Woman standing in front of a mural of Michelle Obama.

April Hobby in London, in front of a 30-foot mural of Michelle Obama by the artist Neequaye Dreph Dsane. Photo courtesy April Hobby

June 17, 2022

While working in Washington, D.C., April Hobby was surrounded by impressive museum art galleries like the Smithsonian and National Gallery of Art. She wanted to see what else was out there — especially Black-owned art galleries — but wasn’t sure where to start. Now, she’s helping others find these galleries.

Originally from Southern California, Hobby joined Arizona State University as a student in the Herberger Institute’s School of Art. While at ASU, she had experience in art galleries on campus and saw plenty of behind-the-scenes setups of exhibitions. She graduated with an art history degree in 2014 and later went on to pursue a Master of Education in higher and postsecondary education from ASU in 2016, but maintained her interest in the arts when she moved to Maryland after graduation.

In February 2021, she founded The Black Curation, a website that focuses on highlighting Black-owned art galleries and art experiences. Specifically, she created a map and directory of Black-owned art galleries worldwide. Hobby sourced these galleries through researching online publications and receiving feedback from artists, gallery owners, art collectors and art enthusiasts.

“In 2020 especially, people shifted their focus to supporting Black-owned businesses and art galleries,” Hobby said. “I thought it would be cool to have a one-stop shop for galleries.

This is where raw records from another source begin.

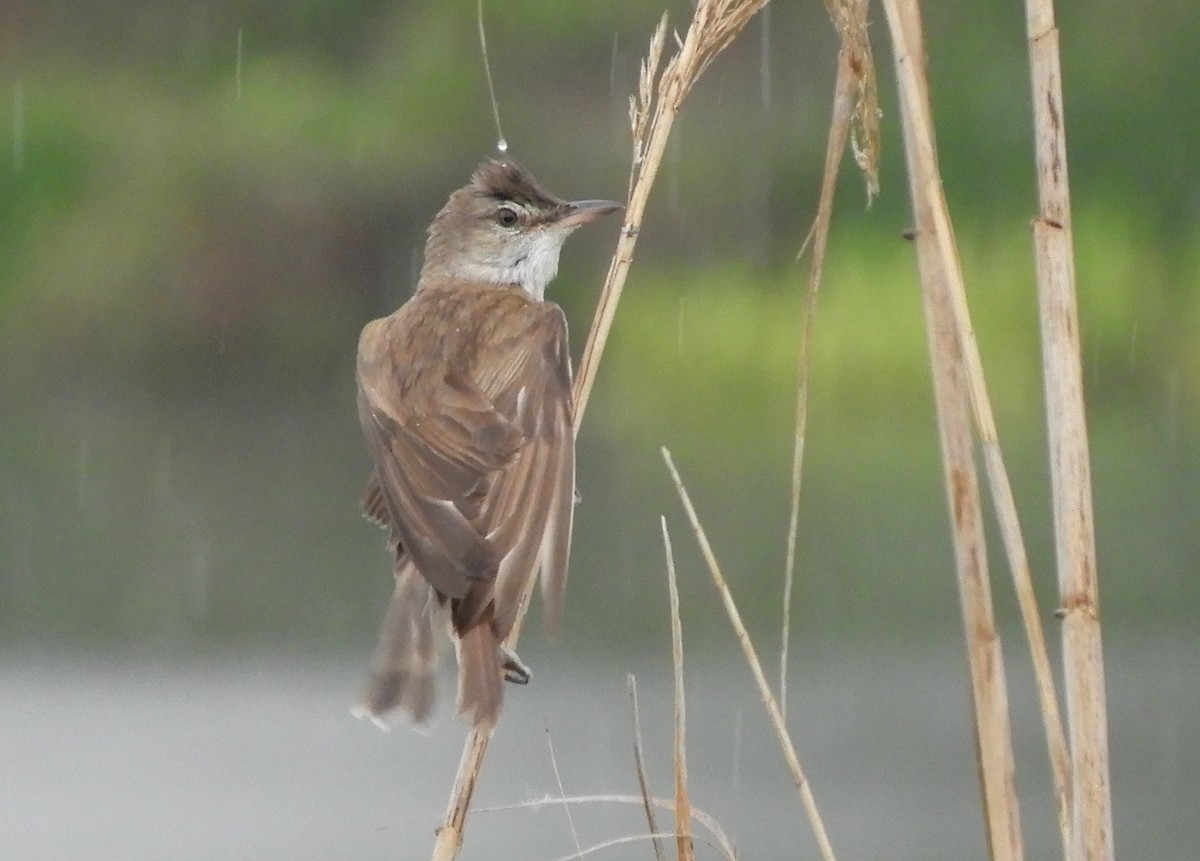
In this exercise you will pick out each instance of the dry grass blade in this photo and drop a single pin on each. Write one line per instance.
(684, 849)
(768, 699)
(1091, 828)
(720, 841)
(853, 104)
(714, 24)
(640, 764)
(954, 379)
(562, 790)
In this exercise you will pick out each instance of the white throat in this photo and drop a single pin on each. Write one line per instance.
(529, 260)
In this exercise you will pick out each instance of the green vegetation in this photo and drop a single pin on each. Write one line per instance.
(190, 242)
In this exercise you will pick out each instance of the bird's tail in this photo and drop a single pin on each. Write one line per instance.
(480, 693)
(406, 660)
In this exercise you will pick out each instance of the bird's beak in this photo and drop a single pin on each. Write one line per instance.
(586, 211)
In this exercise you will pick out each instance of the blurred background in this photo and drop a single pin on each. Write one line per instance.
(202, 204)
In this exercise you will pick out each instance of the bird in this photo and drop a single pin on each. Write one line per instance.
(465, 401)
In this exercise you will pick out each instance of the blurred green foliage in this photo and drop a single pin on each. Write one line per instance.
(201, 205)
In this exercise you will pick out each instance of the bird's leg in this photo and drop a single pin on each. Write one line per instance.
(514, 668)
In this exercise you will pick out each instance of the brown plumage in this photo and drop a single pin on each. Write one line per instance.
(465, 398)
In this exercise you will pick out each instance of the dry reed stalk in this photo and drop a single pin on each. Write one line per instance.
(684, 848)
(1067, 431)
(640, 765)
(853, 106)
(941, 282)
(768, 698)
(714, 25)
(562, 790)
(720, 841)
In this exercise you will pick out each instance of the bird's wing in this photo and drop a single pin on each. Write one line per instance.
(529, 506)
(435, 455)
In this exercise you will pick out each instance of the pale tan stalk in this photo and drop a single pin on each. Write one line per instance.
(640, 765)
(720, 841)
(941, 282)
(1091, 822)
(853, 104)
(684, 848)
(768, 698)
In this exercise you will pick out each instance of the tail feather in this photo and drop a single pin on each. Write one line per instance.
(406, 660)
(480, 675)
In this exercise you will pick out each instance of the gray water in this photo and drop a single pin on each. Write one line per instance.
(256, 757)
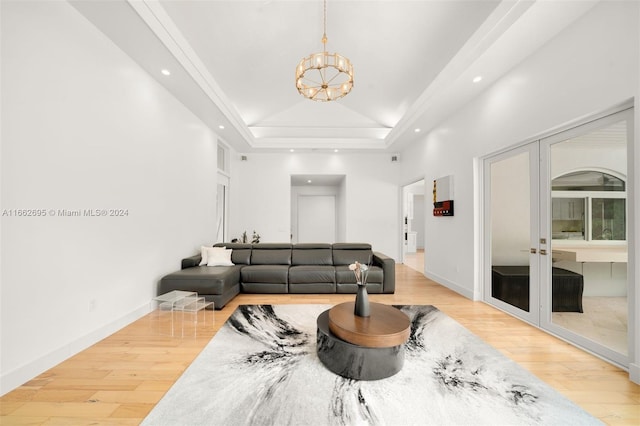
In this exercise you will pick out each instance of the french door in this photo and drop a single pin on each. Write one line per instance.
(555, 234)
(512, 244)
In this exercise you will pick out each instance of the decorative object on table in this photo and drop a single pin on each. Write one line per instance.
(361, 271)
(261, 367)
(443, 196)
(244, 238)
(324, 76)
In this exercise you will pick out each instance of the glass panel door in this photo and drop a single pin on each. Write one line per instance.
(584, 174)
(511, 246)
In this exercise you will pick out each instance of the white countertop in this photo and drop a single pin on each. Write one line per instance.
(616, 254)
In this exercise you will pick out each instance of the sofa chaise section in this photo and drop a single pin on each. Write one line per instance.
(217, 284)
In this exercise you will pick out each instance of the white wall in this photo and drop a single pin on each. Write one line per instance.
(83, 127)
(261, 195)
(589, 67)
(297, 191)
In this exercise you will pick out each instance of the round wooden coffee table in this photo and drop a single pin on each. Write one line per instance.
(363, 348)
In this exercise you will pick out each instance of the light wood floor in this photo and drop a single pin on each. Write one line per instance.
(120, 379)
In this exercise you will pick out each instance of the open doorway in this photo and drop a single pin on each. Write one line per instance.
(413, 212)
(318, 208)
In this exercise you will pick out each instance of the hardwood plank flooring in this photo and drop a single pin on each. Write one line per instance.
(119, 380)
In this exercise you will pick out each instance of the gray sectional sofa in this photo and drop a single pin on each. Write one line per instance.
(282, 268)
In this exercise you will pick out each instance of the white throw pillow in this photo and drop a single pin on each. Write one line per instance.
(204, 253)
(219, 257)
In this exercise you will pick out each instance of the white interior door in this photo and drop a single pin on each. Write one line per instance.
(511, 232)
(316, 219)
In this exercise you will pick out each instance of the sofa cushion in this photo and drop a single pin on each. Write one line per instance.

It started as an Instagram and Google Maps page. I shared other galleries in other cities, and organizations recognizing Black-owned businesses. I built a blog to house articles. It’s important to be intentional about how we’re shopping.”

As of today, the site features 157 Black-owned art galleries, and the map has been viewed almost 15,000 times. April believes the Black-owned art galleries directory and map serves as a great resource for those interested in supporting Black-owned art galleries and local businesses.

Hobby said she recommends that students interested in getting practical experience at galleries to reach out and consider interning.

“They need extra hands. Universities can partner with local businesses. They need people for events or lectures. Utilizing these spaces benefits both parties,” she said.

Hobby currently serves as an advisory board member for BlkArtHouse, a social enterprise that promotes and sells original and contemporary art by emerging Black artists that reflects the complexity and richness of Black culture through the BLKMKT. Collections feature original artworks, photography, prints and more from the emerging Black artists supported by the organization.

”Speaking of The Black Curation,” Hobby said that she hadn’t found other places that have a dedicated space like hers, and that she has plans for the future. “I’m not there yet, but I have a goal in mind. I haven’t made movement yet, since during the pandemic, galleries have had funding challenges and closed down. I plan to leverage my fundraising background.”

The Black Curation features galleries all over the country and some abroad, including in England, Canada and South Africa.

“There are a ton in California, especially in L.A., and one in Phoenix named Onyx Art Gallery — they have an event space and a small gallery," Hobby said.

Hobby said a lot of the galleries are in hubs like Atlanta, New York and Los Angeles, but there are some Black-owned art galleries in smaller areas like Santa Fe, New Mexico, and even Fairbanks, Alaska.

“Smaller states are worth amplifying,” she said. “And if people have the willingness to go and visit, iIf people buy artwork and encourage family friends to visit these places, it really does impact and support them economically.”